Distributors would have to do the work of identifying similars. It seems unlikely that they could lay that work off on image creators as they have done with keywording. Technology could be used to identify similars to a certain degree, but human curation would undoubtedly be required to make such a system really useful. Most distributors want to cut staff costs, not add to them.

It is worth reflecting for a moment on what made stock photography work in the 80s and 90s. The agencies had experienced researchers who did a lot of the work of narrowing the selection for the designers, based on actual conversations with specific customers. They also produced very tightly edited catalogs of their very best images. A high percentage of the images that tended to get used came from these catalogs because all the images in them were great and the very best the agency had to offer. Very little of the customer’s time was required to find something that would work.

Now, the solution is to throw everything possible out there and tell the customer, “The image you need is there somewhere. You find it!”
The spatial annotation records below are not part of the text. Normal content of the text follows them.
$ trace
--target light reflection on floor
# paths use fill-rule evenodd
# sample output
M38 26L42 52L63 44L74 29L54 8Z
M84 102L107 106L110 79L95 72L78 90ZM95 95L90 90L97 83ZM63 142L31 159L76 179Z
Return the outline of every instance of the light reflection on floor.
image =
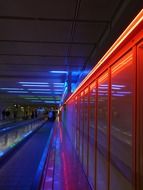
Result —
M0 157L4 156L6 152L30 135L35 129L42 125L42 123L44 123L43 120L30 123L25 127L19 127L0 135Z

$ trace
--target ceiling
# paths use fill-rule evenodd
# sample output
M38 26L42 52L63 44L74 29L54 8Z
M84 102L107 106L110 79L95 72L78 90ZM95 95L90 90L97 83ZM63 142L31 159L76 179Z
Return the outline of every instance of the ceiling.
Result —
M59 104L142 5L141 0L0 1L0 103Z

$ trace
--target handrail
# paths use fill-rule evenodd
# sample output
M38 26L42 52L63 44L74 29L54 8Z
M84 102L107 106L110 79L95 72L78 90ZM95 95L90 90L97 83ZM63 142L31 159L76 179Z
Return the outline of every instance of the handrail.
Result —
M37 169L36 177L34 179L31 190L40 190L46 161L47 161L49 153L50 153L50 145L51 145L51 139L53 137L53 132L54 132L54 127L50 131L50 135L49 135L48 141L46 143L46 147L44 149L42 158L40 160L40 164L39 164L39 167Z

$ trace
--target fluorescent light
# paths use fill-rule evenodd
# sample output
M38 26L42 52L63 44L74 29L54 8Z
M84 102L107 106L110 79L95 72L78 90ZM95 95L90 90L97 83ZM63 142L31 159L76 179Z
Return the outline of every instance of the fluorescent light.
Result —
M22 86L49 87L49 85L40 85L40 84L22 84Z
M19 82L19 84L49 84L48 82Z
M41 100L31 100L31 102L42 102Z
M24 90L23 88L0 88L1 90Z
M55 74L67 74L67 71L50 71L51 73L55 73Z
M55 83L53 83L54 85L63 85L64 86L64 82L55 82Z
M64 88L64 85L57 85L57 84L56 84L56 85L54 85L54 88L55 88L55 87L56 87L56 88Z
M26 94L26 93L28 93L27 91L7 91L8 93L21 93L21 94Z

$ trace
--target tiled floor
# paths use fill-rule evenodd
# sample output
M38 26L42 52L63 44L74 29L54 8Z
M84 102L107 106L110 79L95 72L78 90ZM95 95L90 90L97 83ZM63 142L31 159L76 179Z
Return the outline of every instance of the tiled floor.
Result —
M42 190L90 189L76 152L61 123L57 123L49 160Z

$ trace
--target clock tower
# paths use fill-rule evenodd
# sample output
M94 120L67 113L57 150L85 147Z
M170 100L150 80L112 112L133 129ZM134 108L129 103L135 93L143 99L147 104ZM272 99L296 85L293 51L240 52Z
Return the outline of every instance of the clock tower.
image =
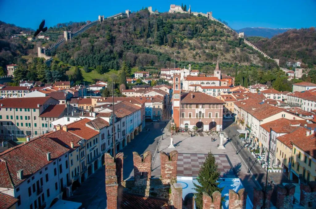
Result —
M181 74L173 75L173 93L172 112L173 121L177 127L180 127L181 109L180 109L180 94L181 93Z

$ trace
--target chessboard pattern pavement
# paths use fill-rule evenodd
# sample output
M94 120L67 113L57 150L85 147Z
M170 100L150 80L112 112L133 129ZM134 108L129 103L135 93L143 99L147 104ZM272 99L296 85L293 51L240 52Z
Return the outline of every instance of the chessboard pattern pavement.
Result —
M197 177L207 154L179 153L177 165L178 176ZM220 177L237 177L235 169L226 155L214 154Z

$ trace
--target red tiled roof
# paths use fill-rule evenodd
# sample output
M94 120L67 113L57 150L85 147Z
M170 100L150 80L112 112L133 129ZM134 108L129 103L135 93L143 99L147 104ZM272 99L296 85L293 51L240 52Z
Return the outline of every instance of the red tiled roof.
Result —
M88 118L84 118L67 125L68 131L80 137L88 140L99 134L96 131L87 127L86 123L91 121Z
M27 86L5 86L0 91L29 91L30 88Z
M266 90L261 91L260 92L263 93L281 93L281 92L276 90L274 88L269 88Z
M193 96L193 99L191 98ZM182 104L224 104L218 99L203 92L185 93L181 95Z
M70 132L65 131L62 129L50 132L45 135L60 144L71 149L72 149L71 142L73 143L73 149L75 149L80 146L78 143L82 139L80 137L74 135Z
M107 121L100 117L98 117L87 123L87 125L97 130L100 130L104 127L108 126L110 124Z
M270 132L270 128L272 128L272 130L276 133L290 133L297 129L299 126L294 126L293 125L298 125L300 124L298 121L291 121L282 118L260 125L260 126L268 132Z
M43 117L57 118L63 113L65 113L66 106L64 104L50 104L45 109L44 111L40 115L40 117Z
M0 209L9 209L18 201L9 195L0 192Z
M309 82L301 82L300 83L294 83L293 85L295 86L316 86L316 84L313 83Z
M253 117L260 121L283 111L283 110L281 108L271 106L265 103L258 108L250 111L249 113Z
M140 110L141 108L140 107L125 101L122 101L114 104L114 110L115 115L119 118L122 118L129 115L137 110ZM107 109L113 110L113 106L109 107Z
M55 81L54 84L55 86L69 85L70 81Z
M168 200L124 193L119 207L121 209L169 209Z
M92 102L92 100L91 98L81 98L79 99L78 101L78 104L91 104Z
M216 77L202 77L200 76L187 76L185 77L187 81L219 81Z
M0 169L1 180L10 179L13 184L8 187L9 183L7 180L4 182L1 180L0 187L13 188L17 186L69 150L53 140L43 137L38 137L0 153L0 160L5 161L8 168ZM47 160L48 152L51 153L50 161ZM2 167L4 167L3 165ZM24 177L22 180L18 178L16 175L17 172L20 169L23 170Z
M37 104L40 106L43 105L51 98L50 97L37 97L34 99L33 97L25 98L8 98L0 100L2 108L22 108L38 109ZM58 100L56 100L57 102Z

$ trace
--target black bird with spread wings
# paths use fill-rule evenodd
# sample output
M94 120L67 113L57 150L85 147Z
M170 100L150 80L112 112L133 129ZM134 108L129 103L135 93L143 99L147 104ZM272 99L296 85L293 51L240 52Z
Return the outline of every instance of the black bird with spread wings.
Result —
M44 32L47 30L47 27L44 27L44 25L45 25L45 20L43 20L42 21L42 22L40 24L38 29L36 30L36 31L35 31L35 33L34 33L34 37L38 35L41 31Z

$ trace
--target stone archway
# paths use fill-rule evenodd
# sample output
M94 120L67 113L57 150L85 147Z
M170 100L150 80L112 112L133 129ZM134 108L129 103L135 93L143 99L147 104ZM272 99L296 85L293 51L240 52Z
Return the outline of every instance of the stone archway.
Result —
M198 127L199 131L203 131L203 129L204 128L204 124L203 122L199 121L198 122L195 124L195 126Z
M104 154L103 154L102 155L102 156L101 157L101 166L103 166L104 165L104 163L105 162L105 160L104 160Z
M98 168L99 168L98 166L99 165L99 160L95 160L95 161L93 165L93 168L94 170L94 172L95 172L95 171L98 170Z
M217 126L217 124L216 123L216 122L214 121L213 122L211 122L210 123L210 124L209 124L209 131L216 131L216 127Z
M52 202L51 203L51 204L50 205L49 207L51 207L54 205L54 204L56 203L59 200L59 199L57 197L54 198L54 199L52 201Z
M136 128L134 130L134 136L138 135L138 128Z
M84 181L84 173L82 173L81 174L81 183L82 183Z
M92 166L90 164L88 167L88 177L92 174Z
It seems likely that distributors will do everything possible to avoid research and curation costs. Instead, most will focus on solving all the problems with more technology, more marketing and more images. In the long run this is likely to lead to further sales declines as customers become increasingly dissatisfied with what seems to be available as stock photography.

Copyright © 2016 Jim Pickerell. The above article may not be copied, reproduced, excerpted or distributed in any manner without written permission from the author. All requests should be submitted to Selling Stock at 10319 Westlake Drive, Suite 162, Bethesda, MD 20817, phone 301-461-7627, e-mail: wvz@fpcubgbf.pbz

Jim Pickerell is founder of, an online newsletter that publishes daily. He is also available for personal telephone consultations on pricing and other matters related to stock photography. He occasionally acts as an expert witness on matters related to stock photography. For his current curriculum vitae go to:  


  • Petri Oskari Rahja Posted Jan 23, 2016
    The whole search model is wrong. Why you need to search images, if you can ask/request one. The on-demand photography is the answer: You get exactly what you want without any search and actually with an outcome that is exactly what you look for.
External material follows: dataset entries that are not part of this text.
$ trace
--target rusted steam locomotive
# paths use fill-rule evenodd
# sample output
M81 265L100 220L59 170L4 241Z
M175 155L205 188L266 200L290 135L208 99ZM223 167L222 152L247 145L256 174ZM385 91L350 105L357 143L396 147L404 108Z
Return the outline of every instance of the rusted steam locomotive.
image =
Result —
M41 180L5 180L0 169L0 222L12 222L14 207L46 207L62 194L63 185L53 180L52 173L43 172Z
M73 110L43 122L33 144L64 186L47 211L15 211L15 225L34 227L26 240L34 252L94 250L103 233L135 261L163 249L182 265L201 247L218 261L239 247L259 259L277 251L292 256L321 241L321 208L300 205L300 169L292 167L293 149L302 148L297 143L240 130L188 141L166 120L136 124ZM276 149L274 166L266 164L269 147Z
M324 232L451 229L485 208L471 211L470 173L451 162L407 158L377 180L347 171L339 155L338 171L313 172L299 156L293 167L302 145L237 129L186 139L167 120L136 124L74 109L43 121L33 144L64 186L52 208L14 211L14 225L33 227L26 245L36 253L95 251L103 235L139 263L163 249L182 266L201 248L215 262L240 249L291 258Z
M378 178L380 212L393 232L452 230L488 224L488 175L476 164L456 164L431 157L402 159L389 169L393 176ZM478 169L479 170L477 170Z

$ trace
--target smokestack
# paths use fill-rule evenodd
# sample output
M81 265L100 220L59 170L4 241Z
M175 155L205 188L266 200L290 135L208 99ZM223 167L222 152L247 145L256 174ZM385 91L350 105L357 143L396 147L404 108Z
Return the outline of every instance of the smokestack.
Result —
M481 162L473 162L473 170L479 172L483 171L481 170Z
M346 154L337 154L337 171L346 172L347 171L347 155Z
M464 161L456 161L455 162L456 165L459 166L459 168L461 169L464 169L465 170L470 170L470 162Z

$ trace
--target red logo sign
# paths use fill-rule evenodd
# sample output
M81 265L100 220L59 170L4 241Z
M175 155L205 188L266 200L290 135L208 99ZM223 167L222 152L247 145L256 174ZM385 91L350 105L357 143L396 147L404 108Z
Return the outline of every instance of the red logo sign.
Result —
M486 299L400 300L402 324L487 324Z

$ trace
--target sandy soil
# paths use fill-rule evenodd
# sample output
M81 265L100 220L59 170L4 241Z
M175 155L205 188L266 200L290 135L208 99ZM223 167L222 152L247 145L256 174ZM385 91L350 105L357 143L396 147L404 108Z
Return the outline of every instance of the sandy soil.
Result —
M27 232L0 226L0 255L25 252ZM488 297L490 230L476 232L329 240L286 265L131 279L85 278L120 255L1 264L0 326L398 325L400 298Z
    When I chat with people they claim spending hours (6-8) to find/search an "ok" image. When they find/buy one they spend extra 20+ hours to photoshop it, to make it perfect. This workflow is still from 90's and we are living 2016 already...

  • Mike Betts Posted Jan 29, 2016
    Back when I was a regular Getty contributor a few years back I remember them bringing in this exact feature, but I think it only applied to similars by the same photographer. It was quite frustrating from the photographer's perspective as you felt that in some cases quite different images were being linked together, and so you got less real estate on the search results page, but I'm sure it was useful for the buyers.